He added that Amicarella didn’t join the party – which started in Idaho earlier in the afternoon and later moved to Spokane – until 9 p.m. “He played catch up … and exceeded Mr. Blanchard in his rocket ride to stupidity.”

Blanchard, who suffered a puncture wound to the neck that initially paralyzed his left side, was found to have a blood alcohol content of 0.264, Note said. Villanueva “didn’t know these people. He didn’t know what they were capable of. What he did know was that they were drunk and he was in fear for his life,” Note said.

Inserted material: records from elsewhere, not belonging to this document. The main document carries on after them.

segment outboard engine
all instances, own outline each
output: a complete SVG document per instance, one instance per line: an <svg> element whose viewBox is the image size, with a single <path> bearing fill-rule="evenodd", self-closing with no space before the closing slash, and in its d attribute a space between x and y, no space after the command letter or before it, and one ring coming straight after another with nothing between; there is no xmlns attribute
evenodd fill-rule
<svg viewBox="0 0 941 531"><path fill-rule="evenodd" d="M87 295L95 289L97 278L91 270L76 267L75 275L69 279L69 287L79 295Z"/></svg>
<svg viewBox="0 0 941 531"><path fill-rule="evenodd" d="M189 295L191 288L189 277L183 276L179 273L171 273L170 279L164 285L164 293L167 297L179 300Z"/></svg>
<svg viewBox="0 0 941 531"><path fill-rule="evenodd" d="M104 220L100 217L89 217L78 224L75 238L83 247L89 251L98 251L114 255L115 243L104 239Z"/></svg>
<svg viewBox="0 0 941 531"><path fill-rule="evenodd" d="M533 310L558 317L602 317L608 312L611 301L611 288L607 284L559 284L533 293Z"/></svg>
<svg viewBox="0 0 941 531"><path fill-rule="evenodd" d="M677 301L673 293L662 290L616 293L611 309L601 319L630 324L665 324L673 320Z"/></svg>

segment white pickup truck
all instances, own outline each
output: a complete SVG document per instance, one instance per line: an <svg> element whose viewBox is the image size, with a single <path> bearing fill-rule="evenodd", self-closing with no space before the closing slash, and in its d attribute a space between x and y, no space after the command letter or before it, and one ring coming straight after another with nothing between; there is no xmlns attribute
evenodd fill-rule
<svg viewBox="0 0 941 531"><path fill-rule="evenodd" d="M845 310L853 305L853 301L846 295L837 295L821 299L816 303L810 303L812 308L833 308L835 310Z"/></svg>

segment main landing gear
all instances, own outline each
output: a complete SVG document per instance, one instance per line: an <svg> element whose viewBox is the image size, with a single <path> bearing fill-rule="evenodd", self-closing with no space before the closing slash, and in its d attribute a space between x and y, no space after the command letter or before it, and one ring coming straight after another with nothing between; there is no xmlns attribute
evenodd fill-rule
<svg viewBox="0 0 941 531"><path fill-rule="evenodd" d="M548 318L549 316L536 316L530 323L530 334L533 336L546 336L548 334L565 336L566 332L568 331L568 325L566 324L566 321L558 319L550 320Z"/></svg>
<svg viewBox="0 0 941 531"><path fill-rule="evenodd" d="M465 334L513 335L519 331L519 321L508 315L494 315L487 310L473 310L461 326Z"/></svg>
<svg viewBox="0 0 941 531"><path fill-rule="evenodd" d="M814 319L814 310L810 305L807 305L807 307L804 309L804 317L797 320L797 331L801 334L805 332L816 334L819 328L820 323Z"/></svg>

However, Deputy Spokane County Prosecutor Deric Martin provided a completely opposite view of Villanueva. At one point during his closing argument, Martin suggested that Villanueva got a blood stain on his pants as he knelt over Blanchard and continued to stab him as he lay incapacitated.

“When you have considered all the testimony, the only explanation to this was that it was an ambush,” Martin said. “Mr. Villanueva … was angry, a little drunk and took that aggression out on both Mr. Blanchard and Mr. Amicarella.”

The jury will continue today deliberating whether Villanueva’s actions were lawful. If 10 of the 12 jurors agree, the county will have to pay for Villanueva’s defense and lost time from work while defending himself.